O princípio da prudência orienta a conduta: na ausência de dados que demonstrem segurança para o binômio mãe-bebê, a decisão clínica responsável é adiar. Isso vale tanto para o ácido hialurônico corporal de alta densidade — como UPmax e Sofiderm, que produzem volume imediato e são reabsorvíveis — quanto para os bioestimuladores de colágeno, como Radiesse (hidroxiapatita de cálcio, CaHA) e Sculptra (ácido poli-L-láctico, PLLA), que induzem neocolagênese progressiva. São mecanismos distintos, mas igualmente sem dados de segurança nesse contexto. Uma revisão sistemática publicada em Aesthetic Plastic Surgery (Mortada H et al., 2023) consolidou a evidência atual sobre o uso de ácido hialurônico para aumento glúteo — e a ausência de dados em populações obstétricas reforça a necessidade de precaução (DOI: 10.1007/s00266-023-03458-0).

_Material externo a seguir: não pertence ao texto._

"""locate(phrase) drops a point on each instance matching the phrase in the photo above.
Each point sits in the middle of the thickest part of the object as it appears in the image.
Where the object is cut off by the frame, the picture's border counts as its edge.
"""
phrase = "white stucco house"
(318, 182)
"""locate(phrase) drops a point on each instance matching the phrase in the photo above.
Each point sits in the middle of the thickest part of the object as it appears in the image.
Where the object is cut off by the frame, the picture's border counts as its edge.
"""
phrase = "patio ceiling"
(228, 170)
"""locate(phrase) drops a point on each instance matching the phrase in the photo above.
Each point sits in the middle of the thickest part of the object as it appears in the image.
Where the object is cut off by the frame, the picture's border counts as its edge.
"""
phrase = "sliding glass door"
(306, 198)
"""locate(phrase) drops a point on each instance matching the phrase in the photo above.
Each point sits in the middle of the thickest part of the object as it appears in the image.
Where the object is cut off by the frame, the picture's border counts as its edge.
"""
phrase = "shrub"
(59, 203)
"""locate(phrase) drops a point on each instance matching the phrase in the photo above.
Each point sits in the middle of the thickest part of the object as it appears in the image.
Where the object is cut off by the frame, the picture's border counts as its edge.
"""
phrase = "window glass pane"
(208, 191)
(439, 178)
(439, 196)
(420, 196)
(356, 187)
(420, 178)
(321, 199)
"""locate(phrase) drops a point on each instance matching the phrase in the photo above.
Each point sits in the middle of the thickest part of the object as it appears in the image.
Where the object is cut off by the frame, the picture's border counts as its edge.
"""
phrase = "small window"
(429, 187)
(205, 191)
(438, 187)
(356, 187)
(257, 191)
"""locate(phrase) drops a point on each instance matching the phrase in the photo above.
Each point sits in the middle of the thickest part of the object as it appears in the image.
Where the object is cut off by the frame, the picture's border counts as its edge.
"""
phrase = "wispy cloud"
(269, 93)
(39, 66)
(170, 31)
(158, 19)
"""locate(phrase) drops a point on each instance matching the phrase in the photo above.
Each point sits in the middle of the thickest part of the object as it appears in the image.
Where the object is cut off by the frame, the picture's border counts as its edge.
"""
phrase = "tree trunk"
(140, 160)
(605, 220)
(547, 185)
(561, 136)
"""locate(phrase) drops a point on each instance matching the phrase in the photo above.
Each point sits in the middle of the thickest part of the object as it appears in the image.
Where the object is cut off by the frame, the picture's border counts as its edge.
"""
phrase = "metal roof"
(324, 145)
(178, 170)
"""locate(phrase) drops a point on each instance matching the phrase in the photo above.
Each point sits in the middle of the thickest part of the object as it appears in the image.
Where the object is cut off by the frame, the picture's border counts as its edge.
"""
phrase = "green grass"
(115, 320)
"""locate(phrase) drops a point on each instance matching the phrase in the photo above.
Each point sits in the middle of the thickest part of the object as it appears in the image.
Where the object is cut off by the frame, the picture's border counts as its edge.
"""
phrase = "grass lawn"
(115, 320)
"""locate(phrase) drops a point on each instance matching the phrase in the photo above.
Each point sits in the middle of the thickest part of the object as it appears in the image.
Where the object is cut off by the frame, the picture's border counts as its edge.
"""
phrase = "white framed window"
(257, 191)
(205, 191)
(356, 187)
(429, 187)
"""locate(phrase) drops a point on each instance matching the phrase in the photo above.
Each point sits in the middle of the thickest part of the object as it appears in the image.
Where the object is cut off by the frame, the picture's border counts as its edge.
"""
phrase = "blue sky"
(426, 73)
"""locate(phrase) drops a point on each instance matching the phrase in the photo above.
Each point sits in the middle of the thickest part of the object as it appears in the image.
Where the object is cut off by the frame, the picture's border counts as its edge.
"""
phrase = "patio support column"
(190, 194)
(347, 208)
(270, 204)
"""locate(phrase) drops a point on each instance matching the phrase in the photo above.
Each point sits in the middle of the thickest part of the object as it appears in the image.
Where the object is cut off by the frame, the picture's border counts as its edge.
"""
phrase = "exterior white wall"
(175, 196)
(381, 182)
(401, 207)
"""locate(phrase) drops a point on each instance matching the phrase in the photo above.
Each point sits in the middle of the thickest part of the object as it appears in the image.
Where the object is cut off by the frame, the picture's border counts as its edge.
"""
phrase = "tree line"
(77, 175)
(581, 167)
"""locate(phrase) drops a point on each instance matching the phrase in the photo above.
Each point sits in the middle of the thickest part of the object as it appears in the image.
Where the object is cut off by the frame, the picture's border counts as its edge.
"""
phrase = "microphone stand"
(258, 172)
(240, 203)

Além da questão de segurança, há um argumento técnico relevante: o corpo durante a gestação e a amamentação é um organismo em transformação contínua. Alterações de volume corporal, redistribuição de gordura, oscilações hormonais e variações na elasticidade tecidual tornam qualquer planejamento estético prematuro e tecnicamente impreciso. Tratar antes da estabilização compromete o resultado e pode demandar correções desnecessárias.
Quem é candidata — e quando o momento certo chega
A candidata ideal ao preenchimento de glúteo é a mulher que já atravessou o período pós-parto, encerrou a amamentação e permitiu que o corpo reencontrasse seu novo equilíbrio. Para muitas mulheres nessa fase — especialmente aquelas entre 40 e 55 anos que postergaram o cuidado corporal durante anos de maternidade intensa — esse momento representa não apenas uma retomada estética, mas uma retomada de si mesmas. O procedimento, nesse contexto, é parte de um projeto maior de reconexão com o próprio corpo, feito com critério e segurança.
Do ponto de vista clínico, a avaliação considera:
- Fim da amamentação: condição mínima para iniciar a avaliação. O intervalo recomendado após cessar a amamentação varia, mas geralmente situamos em alguns meses para que os níveis hormonais se estabilizem e os tecidos recuperem sua tonicidade basal.
- Estabilidade do peso corporal: variações significativas de peso após o procedimento alteram a distribuição do produto e o resultado final. O planejamento técnico — volumes, planos de injeção, distribuição de produto — é feito sobre um corpo estável.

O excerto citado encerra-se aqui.